Judges who change their scale over time would be an issue. This could be dealt with in a couple of ways, although I honestly hadn't thought about this before. I guess the best way would be to average over the X most recent tournaments, X being determined by a statistician much smarter than me. :)

Cheers,
Ian

PancreasMatt
01-21-03, 10:11 PM
i agree with everyone who says we shouldn't rate high, but as long as people keep doing it, it sucks to get the one judge rebelling against it. And Ian, that has to be ablsolutely the coolest idea EVER for speaker points. Its really cool. Im excited.

WyomingJimmie
01-21-03, 10:59 PM
I believe that the best mechanism for judging is the one that the critic and debaters mutually agree upon during the course of the debate. Although this does not directly address the issue of speaker points, I think that it is the only fair way to judge a round. Ideally, this "mutually agreed upon criteria" is something that manifests itself during the course of the debate. For example, the disadvantage that both teams devote a significant portion of their speech time to should be of greater importance than the first contention of the PMC that is never mention again until the PMR.

In my opinion, the time spent on an issue is in direct proportion to the importance of the issue in the round and weight it ought to carry in a judge making their decision.

As far as speaker points, the only way to get away from the CEDA/NDT model for determine speaker points is to adopt a different scale for points. When I was in high school the LD debates used a 50 point scale to differentiate themselves from the 30 point scale of policy debate. It would allow for someone to give a score 10 pts. below the max. and still look like they were giving reasonable speaker points. Additionally, I believe that most of the tab room software allows for using a 50 point scale just as eaisly as a 30 point scale.

Jimmie DeVore
Wyoming Debate

kanodin
01-24-03, 03:37 AM
I have to agree with ISamuel.

The use of standard deviation to control how scores are weighed sounds like an amazing idea. One thing that I would add to this in order to alleviate the score sampling issue is to actually query the judges before/during the tournament (in writing) to get their personal 'scoring philosophy' and use a computer model to compensate for each judge.

It is true that having one person using a true rubric out of everyone else going with the norm of sticking to giving upper-echelon scores for everyone is problematic for determining speaker awards. It would be an excellent idea for a tournament to recognize this issue and meet eye-to-eye with the judges and avoid friction.

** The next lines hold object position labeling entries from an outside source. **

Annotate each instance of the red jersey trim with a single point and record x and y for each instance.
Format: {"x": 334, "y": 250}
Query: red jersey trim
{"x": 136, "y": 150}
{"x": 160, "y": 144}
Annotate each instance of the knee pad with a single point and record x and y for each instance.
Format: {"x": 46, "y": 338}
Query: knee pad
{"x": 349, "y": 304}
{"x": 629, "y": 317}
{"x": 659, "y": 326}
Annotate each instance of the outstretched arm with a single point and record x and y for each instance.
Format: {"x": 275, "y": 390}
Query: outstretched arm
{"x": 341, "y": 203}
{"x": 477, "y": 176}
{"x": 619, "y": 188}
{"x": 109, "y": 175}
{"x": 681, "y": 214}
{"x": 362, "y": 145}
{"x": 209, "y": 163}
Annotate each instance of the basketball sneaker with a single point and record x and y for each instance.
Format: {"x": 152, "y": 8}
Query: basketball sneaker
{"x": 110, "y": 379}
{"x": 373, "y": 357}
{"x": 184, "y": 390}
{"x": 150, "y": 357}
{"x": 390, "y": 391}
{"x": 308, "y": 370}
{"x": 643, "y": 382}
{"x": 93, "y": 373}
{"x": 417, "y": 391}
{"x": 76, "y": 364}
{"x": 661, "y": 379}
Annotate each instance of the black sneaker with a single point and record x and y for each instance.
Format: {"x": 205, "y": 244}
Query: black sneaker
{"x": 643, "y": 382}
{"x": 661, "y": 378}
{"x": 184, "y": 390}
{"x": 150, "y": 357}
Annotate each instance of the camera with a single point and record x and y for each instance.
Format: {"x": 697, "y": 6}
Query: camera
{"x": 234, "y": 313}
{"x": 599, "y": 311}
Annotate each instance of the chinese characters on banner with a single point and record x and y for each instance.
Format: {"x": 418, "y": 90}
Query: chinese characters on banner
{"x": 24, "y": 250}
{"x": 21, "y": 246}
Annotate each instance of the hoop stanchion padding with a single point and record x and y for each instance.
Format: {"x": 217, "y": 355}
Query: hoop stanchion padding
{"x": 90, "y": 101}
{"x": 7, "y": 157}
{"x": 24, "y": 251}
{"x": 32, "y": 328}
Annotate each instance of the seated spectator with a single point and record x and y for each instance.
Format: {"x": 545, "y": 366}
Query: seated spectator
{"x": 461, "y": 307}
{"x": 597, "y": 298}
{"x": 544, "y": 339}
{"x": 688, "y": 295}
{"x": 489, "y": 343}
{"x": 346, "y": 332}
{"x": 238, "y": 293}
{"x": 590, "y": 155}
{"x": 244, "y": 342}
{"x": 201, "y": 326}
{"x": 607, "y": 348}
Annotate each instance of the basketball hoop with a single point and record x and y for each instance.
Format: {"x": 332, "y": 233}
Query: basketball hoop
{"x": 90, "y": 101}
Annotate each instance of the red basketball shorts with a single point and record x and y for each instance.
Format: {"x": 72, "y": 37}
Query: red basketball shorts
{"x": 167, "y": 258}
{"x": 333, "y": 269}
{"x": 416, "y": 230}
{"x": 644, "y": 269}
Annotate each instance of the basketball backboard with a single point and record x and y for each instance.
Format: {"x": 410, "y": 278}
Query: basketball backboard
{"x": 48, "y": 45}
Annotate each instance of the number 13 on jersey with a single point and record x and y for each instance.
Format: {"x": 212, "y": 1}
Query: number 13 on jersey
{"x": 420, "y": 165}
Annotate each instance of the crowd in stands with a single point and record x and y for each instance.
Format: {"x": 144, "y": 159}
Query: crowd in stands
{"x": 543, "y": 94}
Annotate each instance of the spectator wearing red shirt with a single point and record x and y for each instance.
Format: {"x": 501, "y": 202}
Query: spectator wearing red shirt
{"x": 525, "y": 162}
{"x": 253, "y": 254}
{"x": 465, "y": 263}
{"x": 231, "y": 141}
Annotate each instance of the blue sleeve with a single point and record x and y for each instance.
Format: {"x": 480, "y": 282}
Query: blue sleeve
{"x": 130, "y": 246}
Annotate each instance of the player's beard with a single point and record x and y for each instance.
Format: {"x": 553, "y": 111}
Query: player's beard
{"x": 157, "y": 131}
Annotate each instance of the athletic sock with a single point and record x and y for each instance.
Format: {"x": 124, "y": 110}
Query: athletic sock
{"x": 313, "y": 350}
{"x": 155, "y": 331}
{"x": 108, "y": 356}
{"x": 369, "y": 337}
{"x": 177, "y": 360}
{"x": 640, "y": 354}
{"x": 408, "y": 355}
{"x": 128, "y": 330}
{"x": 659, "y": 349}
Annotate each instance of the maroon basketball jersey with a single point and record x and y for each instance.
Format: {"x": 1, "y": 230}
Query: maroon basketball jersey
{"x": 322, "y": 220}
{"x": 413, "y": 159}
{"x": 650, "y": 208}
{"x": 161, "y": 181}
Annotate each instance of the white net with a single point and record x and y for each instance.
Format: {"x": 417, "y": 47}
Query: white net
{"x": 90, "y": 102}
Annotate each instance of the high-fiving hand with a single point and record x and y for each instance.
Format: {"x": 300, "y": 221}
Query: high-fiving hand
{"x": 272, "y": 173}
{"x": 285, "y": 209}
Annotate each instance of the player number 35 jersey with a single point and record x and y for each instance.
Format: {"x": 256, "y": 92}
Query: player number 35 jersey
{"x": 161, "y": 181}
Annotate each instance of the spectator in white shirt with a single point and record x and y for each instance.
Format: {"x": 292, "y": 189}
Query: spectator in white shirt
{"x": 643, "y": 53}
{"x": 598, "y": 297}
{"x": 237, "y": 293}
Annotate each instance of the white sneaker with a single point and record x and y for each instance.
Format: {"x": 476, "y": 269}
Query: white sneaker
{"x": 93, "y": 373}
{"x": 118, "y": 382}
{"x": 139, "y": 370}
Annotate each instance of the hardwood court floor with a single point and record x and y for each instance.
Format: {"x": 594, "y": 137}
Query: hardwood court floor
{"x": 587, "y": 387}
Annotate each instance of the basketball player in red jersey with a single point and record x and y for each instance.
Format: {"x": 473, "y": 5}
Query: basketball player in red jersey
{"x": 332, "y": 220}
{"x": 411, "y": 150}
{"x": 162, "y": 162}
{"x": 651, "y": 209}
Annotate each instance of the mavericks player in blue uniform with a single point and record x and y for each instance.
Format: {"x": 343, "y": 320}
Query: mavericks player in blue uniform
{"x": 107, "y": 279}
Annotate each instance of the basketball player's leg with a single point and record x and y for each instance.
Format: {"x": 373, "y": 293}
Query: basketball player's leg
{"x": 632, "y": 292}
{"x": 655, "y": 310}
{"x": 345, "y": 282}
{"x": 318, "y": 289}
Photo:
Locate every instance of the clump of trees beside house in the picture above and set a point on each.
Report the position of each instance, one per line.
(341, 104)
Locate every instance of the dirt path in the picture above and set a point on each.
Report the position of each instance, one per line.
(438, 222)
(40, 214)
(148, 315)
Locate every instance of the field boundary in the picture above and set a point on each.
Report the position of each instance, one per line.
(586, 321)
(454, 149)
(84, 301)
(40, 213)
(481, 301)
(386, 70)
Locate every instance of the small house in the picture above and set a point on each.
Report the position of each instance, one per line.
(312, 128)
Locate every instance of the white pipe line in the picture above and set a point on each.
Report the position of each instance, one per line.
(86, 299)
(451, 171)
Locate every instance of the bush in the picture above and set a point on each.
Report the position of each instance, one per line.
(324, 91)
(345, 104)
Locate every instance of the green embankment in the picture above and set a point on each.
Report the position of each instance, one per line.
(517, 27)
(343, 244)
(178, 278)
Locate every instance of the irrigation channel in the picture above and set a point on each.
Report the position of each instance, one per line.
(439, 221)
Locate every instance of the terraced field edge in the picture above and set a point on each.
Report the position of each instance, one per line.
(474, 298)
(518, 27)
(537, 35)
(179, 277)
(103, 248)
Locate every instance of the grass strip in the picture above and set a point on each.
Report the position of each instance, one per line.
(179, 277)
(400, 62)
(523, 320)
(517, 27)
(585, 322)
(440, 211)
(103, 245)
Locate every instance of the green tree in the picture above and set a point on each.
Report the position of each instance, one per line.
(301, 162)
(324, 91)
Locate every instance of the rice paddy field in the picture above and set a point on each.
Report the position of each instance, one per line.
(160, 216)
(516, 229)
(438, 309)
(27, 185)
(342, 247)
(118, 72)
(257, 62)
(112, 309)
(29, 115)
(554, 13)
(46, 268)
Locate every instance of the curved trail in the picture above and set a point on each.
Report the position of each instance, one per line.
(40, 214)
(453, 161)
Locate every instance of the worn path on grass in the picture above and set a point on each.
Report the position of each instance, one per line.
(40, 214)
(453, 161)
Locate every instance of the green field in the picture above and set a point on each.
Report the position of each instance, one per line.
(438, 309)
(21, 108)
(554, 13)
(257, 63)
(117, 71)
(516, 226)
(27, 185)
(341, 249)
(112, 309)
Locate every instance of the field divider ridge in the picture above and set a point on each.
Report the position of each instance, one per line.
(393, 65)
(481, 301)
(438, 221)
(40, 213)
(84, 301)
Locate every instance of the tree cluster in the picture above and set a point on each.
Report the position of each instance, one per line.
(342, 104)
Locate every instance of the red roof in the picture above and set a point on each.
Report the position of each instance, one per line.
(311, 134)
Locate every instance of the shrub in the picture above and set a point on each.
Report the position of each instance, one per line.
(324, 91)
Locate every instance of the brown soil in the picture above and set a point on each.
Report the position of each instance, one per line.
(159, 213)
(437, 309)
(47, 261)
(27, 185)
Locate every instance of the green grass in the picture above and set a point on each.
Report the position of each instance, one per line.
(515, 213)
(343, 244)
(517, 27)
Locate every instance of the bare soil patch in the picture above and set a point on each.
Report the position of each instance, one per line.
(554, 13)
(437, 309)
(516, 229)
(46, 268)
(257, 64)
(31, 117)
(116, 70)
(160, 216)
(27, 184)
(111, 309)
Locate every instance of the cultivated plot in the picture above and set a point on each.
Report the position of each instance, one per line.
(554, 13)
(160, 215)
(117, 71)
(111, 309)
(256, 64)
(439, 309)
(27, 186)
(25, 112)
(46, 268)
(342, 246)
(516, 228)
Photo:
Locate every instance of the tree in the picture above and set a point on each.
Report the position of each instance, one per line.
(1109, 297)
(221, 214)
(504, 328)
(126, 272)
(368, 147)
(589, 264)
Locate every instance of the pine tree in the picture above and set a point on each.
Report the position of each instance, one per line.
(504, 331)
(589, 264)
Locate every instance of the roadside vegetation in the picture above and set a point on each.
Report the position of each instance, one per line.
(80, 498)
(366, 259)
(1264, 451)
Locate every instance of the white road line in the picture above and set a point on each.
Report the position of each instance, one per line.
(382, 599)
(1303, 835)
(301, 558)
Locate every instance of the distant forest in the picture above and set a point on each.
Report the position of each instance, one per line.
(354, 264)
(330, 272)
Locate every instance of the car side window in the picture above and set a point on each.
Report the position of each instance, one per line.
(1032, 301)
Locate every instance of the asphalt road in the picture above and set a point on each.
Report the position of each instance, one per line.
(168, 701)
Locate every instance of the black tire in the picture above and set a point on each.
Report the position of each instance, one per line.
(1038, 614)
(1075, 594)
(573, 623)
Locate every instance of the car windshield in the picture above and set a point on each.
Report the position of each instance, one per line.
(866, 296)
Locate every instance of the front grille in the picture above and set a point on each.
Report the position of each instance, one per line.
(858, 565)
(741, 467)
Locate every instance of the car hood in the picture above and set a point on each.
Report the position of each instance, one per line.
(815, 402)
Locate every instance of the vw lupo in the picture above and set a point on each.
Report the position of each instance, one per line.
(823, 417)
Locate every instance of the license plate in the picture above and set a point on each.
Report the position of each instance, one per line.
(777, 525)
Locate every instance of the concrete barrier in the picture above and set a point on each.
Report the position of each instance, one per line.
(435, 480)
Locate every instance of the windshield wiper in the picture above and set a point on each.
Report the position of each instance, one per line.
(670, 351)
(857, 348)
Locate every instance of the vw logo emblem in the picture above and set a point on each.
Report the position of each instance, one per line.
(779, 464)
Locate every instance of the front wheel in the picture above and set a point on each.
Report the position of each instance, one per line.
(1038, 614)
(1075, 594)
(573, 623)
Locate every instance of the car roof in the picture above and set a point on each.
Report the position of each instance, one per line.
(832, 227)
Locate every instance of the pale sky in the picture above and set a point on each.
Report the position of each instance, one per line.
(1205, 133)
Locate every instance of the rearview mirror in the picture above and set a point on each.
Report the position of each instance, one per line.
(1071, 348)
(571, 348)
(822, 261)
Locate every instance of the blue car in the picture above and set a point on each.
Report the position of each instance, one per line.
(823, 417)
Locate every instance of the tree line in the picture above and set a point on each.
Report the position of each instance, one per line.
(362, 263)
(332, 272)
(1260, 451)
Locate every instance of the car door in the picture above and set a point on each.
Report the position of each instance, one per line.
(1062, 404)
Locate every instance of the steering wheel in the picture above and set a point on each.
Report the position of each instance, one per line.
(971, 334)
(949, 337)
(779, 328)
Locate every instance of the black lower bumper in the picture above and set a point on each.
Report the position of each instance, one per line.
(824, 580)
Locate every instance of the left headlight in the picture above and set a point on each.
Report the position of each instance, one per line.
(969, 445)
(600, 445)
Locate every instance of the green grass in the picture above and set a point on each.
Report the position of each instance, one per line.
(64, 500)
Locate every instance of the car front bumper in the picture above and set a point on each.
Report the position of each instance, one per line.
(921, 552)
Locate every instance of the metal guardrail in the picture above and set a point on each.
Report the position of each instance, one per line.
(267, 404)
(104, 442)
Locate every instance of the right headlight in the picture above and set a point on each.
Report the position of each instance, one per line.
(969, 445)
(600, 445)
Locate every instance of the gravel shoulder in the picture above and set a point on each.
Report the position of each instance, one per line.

Besides, having realistic scores will make me truly value that 'perfect 30' mark.

Natebear
01-30-03, 06:48 AM
just to let you know...

There is currently tab software that calculates judge variance and it is in wide use among CEDA circles. Since there is no difference in tabbing those types of debates, it would be applicable to parli as well. One drawback -- it only uses the data set from the tournament itself.
Anyway...

thedancingbear
01-30-03, 02:13 PM
I wish more tabbing alogirithms were "open". Does anyone know if the authors of common tabbing programs would be willing to share their source code? They don't sell the software so it seems as if they have no reason for secrecy.

Cheers,
Ian

PancreasMatt
01-30-03, 05:34 PM
Isam, try e-mailing one of our coaches- ill give you the email, just send me a private msg thingy i can reply to, since im not sure if he would want his email on the board. He knows how to run all the policy software, since he was a coach for fullertons team last year (policy) and he could probably put iyou in touch with the guys that have the program, since he's all about the spread of MPJ in parli.